Hacker News new | past | comments | ask | show | jobs | submit login
Show HN: Top, but for Nginx (github.com)
219 points by squiguy7 33 days ago | hide | past | favorite | 67 comments



Monitoring capabilities are missing from Nginx on purpose. They are not and will never be available for free because there is "NGINX Plus".

This is why I recommend switching to HAProxy.


I'd love to just "switch to X", but there is no X which provides all of the above in one great package: Static file serving, load-balanced proxying (TCP/HTTP), fine-grained caching, automatic Let's Encrypt update, API-based configuration (for dynamic upstreams etc), monitoring. Maybe there shouldn't be such a tool. For all other use-cases I go with nginx since it at least provides decent proxying, caching and static file serving.


Correct me if I’m wrong, but doesn’t Caddy 2 do almost all if that?


Had to check, Caching is still missing from Caddy 2, everything else seems to be there [1]. Now if there's no missing minor feature that I rely on in nginx, I might be able to switch eventually, fingers crossed.

[1] https://github.com/caddyserver/cache-handler/issues/1


You mean the software which wouldn't start when let's encrypts acme server was offline and which developers said this is working as intended?

I mean, I'd definitely encourage people to use it for hobby projects, but if that's how the developers see their software, I would never trust them with anything serious.


Someone's a little out of the loop.


I know it was "fixed" after thousands of people chimed in.

Nonetheless, I still wouldn't be able to trust developers who think that's reasonable.

if it had been an error and unintentional i wouldn't have been worried. mistakes happen to everyone. but it was an actual design decision. Without serious code review i'd be too worried the developers had any other bright ideas.


You're responding to caddy's author.


Nginx does automatic let's encrypt? Since when?


certbot --nginx foo.bar.com works like a charm


X == Apache httpd 2.4


I was thinking the exact same thing ironically.

Static file serving?

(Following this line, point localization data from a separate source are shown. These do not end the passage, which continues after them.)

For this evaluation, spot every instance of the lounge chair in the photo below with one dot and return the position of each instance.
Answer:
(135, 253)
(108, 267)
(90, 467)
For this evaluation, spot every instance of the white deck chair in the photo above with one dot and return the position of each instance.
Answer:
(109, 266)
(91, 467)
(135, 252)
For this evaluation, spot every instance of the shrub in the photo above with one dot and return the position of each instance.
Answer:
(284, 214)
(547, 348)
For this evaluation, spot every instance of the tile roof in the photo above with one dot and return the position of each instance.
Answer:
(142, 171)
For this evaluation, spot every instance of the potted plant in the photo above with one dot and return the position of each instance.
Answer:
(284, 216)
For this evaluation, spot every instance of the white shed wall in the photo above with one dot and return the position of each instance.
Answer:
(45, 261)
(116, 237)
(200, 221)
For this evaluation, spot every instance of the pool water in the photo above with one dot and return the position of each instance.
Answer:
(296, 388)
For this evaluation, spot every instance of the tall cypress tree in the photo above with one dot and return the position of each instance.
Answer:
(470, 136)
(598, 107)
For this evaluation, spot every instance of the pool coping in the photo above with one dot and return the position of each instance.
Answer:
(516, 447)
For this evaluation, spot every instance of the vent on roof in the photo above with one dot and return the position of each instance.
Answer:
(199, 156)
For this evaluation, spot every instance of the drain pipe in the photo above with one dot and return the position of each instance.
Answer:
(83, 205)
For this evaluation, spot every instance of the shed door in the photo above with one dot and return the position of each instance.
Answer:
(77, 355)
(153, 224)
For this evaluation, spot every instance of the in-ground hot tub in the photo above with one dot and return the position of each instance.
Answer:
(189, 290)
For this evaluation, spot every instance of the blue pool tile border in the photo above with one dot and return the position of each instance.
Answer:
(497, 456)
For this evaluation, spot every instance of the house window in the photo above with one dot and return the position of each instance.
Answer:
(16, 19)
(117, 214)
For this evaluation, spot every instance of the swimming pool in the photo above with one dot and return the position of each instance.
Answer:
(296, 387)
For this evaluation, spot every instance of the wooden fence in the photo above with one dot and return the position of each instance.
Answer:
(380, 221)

Sure!

Load balanced proxying? mod_proxy_balancer is great!

Fine grained caching? mod_disk_cache is also great

Updating loadbalancer bits via the api?

mod_proxy_balancer supports a balancer-manager endpoint for that to do live updates

monitoring? mod_status + prometheus exporter or

mod_prometheus_status

native LE support? https://github.com/icing/mod_md is going to be rolled into upstream apache


Have you actually seen an apache in the wild in the last few years? No one picks it anymore, I'm not sure why.. Well, besides the fact that nginx is now nginx-ingress-controller and we all use k8.. :/


Why does no one pick it anymore? The reason is twofold: (1) the amount of FUD that surrounds it, based on old comparisons of nginx and Apache httpd 1.3 or 2.x using Prefork and (2) cool-kid syndrome. This thread itself is a perfect example.

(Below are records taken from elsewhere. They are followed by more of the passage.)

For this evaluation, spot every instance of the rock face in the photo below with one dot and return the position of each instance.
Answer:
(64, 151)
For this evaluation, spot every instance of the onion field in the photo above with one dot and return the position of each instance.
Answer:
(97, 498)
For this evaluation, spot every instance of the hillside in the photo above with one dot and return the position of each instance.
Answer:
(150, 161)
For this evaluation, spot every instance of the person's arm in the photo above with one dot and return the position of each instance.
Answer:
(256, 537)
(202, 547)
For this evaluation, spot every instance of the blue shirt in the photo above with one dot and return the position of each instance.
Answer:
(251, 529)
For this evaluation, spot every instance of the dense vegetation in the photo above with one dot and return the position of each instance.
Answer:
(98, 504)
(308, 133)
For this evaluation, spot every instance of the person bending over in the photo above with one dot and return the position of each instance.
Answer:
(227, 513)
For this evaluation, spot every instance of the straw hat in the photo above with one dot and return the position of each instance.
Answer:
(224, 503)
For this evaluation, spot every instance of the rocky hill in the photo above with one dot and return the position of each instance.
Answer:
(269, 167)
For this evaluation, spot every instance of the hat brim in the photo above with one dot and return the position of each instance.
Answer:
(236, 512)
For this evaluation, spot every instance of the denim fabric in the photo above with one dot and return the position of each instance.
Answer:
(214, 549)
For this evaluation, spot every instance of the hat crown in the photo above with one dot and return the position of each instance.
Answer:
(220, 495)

Apache still runs some really big websites that likely have more requests than many of these startups. Ticketmaster has used Apache for almost 15 years as their primary webserver (but they're fronted by layers of varnish / Akamai). They also maxed out dual 10G links with web traffic in 2007 or so when I worked for them.

That said, netcraft says Apache still runs almost 25% of the internet, which is no small stake: https://news.netcraft.com/archives/category/web-server-surve...


I still use it to have basic auth connected to LDAP.

The weakness of nginx is that it can't have a dynamic module and if it's not compiled in, you need to roll your own build, which I won't do due to maintenance burden.


Maybe it‘s due to guilt-by-association with PHP and the LAMP stack...


Yes, but I know some of the apache.org SRE so maybe my view is biased.


The most amazing guy who wrote the book on mod_rewrite (Rich Bowen) is from the same tiny town where I grew up in. The apache software foundation upstream folks are super good people.



Do you know if it's the same with Openresty?


Wish all distros shipped https://github.com/vozlt/nginx-module-vts by default. It's a minor pain to self-build


This is cool!


HAProxy also has an 'enterprise' offering[1], what makes this different from nginx plus?

[1] https://www.haproxy.com/products/haproxy-enterprise-edition/


Haproxy's full monitoring capabilities are available in the open source version. Nginx's are not. The stub_status module is very limited. Compare https://www.haproxy.com/blog/exploring-the-haproxy-stats-pag... with https://nginx.org/libxslt/en/docs/http/ngx_http_stub_status_...


What exactly do you need to monitor on your nginxes? We collect logs, scrape metrics from the nginx pods and... that's enough..


I always wonder - why no one from open source community has created better stats module? Is there something in the license that prohibits creation of modules that overlap with Nginx Plus?


I would assume it's the lack of dynamic module support for nginx and you need to compile your own build even if someone creates a module.


That's true for any functionality provided by modules and there's plethora of them. Also, Nginx has support for dynamic modules. Recompiling Nginx always worked out of the box for me too, so it's not like a big issue.

One thing that comes to my mind is that maybe this can't be solved by a module due to missing API in open source Nginx.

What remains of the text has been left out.